What else do I adore? Friday night at Merlins Rest. We’re breaking out the kilts and the Celtic musicians will be in the pub. It’s perhaps our most spirited evening each week, and it’s a gas. Put away those pans! Put away that stress! Pop up for a bite to eat, a drink or two, and relax with us as we listen to the good tunes, tell the good jokes, and all in all enjoy our Friday eve.
Music starts around 9 PM…but sometimes sooner. They’re musicians, after all. And when they come up, they’re up to have some fun in the pub too. Join us!
WHAT WE’RE READING
* A man in Sweden was nearly shot by an elk. I love this line: “Both man and beast remained on the forest floor for around 45 minutes before the elk retired to a more private spot and lay down to die.”
* No more queuing for the loo! Get yourself a toilet from the Concorde.
* An English farmer has set up web cams to ape the popular series Big Brother…only he’s giving you access to his cows. The show is called Big Udders.

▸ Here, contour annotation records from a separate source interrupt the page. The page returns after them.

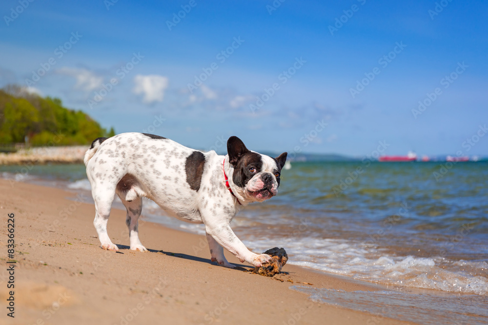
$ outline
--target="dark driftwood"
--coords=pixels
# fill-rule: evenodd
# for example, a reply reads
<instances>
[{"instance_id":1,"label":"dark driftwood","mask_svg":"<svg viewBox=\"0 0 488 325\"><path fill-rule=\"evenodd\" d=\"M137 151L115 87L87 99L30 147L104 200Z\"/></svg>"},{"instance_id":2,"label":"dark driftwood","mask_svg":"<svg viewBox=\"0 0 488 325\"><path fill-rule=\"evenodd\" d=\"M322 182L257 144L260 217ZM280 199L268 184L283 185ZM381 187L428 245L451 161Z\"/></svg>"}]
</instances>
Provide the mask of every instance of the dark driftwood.
<instances>
[{"instance_id":1,"label":"dark driftwood","mask_svg":"<svg viewBox=\"0 0 488 325\"><path fill-rule=\"evenodd\" d=\"M285 249L277 247L268 249L263 253L271 257L269 262L263 264L262 266L255 268L252 273L257 273L264 276L273 276L281 271L281 268L288 261L288 254Z\"/></svg>"}]
</instances>

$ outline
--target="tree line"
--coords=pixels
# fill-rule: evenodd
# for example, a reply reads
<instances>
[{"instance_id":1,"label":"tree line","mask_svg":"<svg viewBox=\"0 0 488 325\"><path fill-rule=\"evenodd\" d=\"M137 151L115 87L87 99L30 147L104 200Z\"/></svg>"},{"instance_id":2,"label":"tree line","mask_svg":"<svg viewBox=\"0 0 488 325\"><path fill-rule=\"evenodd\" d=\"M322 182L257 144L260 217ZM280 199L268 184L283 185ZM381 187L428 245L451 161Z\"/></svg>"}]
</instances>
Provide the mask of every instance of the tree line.
<instances>
[{"instance_id":1,"label":"tree line","mask_svg":"<svg viewBox=\"0 0 488 325\"><path fill-rule=\"evenodd\" d=\"M0 144L27 142L33 146L83 145L115 135L81 111L62 106L61 100L42 97L25 88L0 89Z\"/></svg>"}]
</instances>

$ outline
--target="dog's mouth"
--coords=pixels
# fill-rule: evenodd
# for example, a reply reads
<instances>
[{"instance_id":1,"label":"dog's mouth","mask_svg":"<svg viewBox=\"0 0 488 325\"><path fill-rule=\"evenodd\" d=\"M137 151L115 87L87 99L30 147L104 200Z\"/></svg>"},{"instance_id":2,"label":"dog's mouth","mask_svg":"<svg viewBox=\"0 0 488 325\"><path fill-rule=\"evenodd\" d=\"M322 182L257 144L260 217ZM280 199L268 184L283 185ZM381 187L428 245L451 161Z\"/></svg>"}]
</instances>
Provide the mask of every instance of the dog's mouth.
<instances>
[{"instance_id":1,"label":"dog's mouth","mask_svg":"<svg viewBox=\"0 0 488 325\"><path fill-rule=\"evenodd\" d=\"M272 191L267 188L262 189L262 190L254 191L247 191L249 192L251 196L258 200L267 200L276 195L276 193L273 193Z\"/></svg>"}]
</instances>

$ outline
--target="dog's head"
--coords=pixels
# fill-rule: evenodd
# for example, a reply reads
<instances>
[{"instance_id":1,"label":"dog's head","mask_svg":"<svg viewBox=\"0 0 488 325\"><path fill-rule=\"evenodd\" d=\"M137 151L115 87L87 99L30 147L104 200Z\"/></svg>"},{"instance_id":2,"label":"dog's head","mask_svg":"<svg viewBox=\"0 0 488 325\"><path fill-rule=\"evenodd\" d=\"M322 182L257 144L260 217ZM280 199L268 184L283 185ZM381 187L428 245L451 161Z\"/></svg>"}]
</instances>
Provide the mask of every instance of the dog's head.
<instances>
[{"instance_id":1,"label":"dog's head","mask_svg":"<svg viewBox=\"0 0 488 325\"><path fill-rule=\"evenodd\" d=\"M251 201L263 201L278 194L281 170L286 153L276 158L248 150L237 136L227 141L229 162L234 167L231 177L240 194Z\"/></svg>"}]
</instances>

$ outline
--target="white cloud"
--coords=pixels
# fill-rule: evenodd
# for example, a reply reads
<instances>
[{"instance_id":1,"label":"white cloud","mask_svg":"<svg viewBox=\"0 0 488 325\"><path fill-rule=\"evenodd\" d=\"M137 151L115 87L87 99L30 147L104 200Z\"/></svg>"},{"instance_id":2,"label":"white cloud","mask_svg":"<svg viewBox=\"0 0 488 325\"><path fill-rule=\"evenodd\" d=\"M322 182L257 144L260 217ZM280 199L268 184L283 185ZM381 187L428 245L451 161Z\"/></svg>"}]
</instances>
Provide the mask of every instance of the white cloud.
<instances>
[{"instance_id":1,"label":"white cloud","mask_svg":"<svg viewBox=\"0 0 488 325\"><path fill-rule=\"evenodd\" d=\"M134 78L135 86L132 92L136 95L143 95L142 101L150 103L163 101L164 91L168 87L168 79L157 75L138 75Z\"/></svg>"},{"instance_id":2,"label":"white cloud","mask_svg":"<svg viewBox=\"0 0 488 325\"><path fill-rule=\"evenodd\" d=\"M37 95L39 95L41 96L44 96L42 92L36 88L35 87L27 87L25 88L25 91L26 91L29 94L35 94Z\"/></svg>"},{"instance_id":3,"label":"white cloud","mask_svg":"<svg viewBox=\"0 0 488 325\"><path fill-rule=\"evenodd\" d=\"M333 142L337 140L337 134L334 134L329 135L326 139L327 142Z\"/></svg>"},{"instance_id":4,"label":"white cloud","mask_svg":"<svg viewBox=\"0 0 488 325\"><path fill-rule=\"evenodd\" d=\"M229 105L232 108L239 108L255 100L256 96L238 95L231 99L229 102Z\"/></svg>"},{"instance_id":5,"label":"white cloud","mask_svg":"<svg viewBox=\"0 0 488 325\"><path fill-rule=\"evenodd\" d=\"M97 76L93 71L84 68L63 67L56 71L57 73L72 76L76 79L75 88L90 92L102 86L103 78Z\"/></svg>"},{"instance_id":6,"label":"white cloud","mask_svg":"<svg viewBox=\"0 0 488 325\"><path fill-rule=\"evenodd\" d=\"M202 90L202 93L203 94L203 96L205 96L207 99L215 99L217 98L217 94L214 91L212 90L208 87L205 85L202 85L200 86L200 89Z\"/></svg>"}]
</instances>

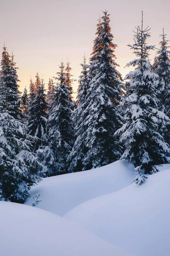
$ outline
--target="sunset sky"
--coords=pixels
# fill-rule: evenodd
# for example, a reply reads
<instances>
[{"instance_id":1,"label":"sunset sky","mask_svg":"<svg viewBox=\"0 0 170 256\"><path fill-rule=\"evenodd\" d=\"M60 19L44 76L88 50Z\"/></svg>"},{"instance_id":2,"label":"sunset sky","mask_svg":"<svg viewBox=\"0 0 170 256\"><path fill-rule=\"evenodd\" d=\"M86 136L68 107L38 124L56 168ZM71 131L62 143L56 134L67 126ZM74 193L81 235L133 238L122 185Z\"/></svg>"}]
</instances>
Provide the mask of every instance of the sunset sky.
<instances>
[{"instance_id":1,"label":"sunset sky","mask_svg":"<svg viewBox=\"0 0 170 256\"><path fill-rule=\"evenodd\" d=\"M37 71L41 78L43 76L47 87L49 78L59 71L62 58L66 62L68 57L78 80L84 53L88 59L92 52L102 10L111 15L113 43L118 46L115 52L120 66L118 69L123 77L129 71L124 67L135 58L127 45L133 44L133 30L141 25L142 10L144 26L151 29L148 44L159 47L163 27L170 39L168 0L0 0L0 47L2 52L4 43L9 53L12 51L15 55L21 91L25 86L28 89L30 76L34 79ZM77 86L75 82L75 91Z\"/></svg>"}]
</instances>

* British Isles Celebrity News! The new Bionic Woman is a former EastEnders actress. And if you’ve never seen EastEnders, well, you should. At least an episode. (It airs at times late on PBS.) It’s like a soap opera on fast-forward. Thirty-minute episodes composed of largely anecdotal exchanges, a few stunning plot twists (affairs, car accidents, even the occasional skag fiend), and lots of animosity. It’s like living in Lee Tomlin’s head!
* And Wales, ever securing its place in weirdness, has a somnambulic artist.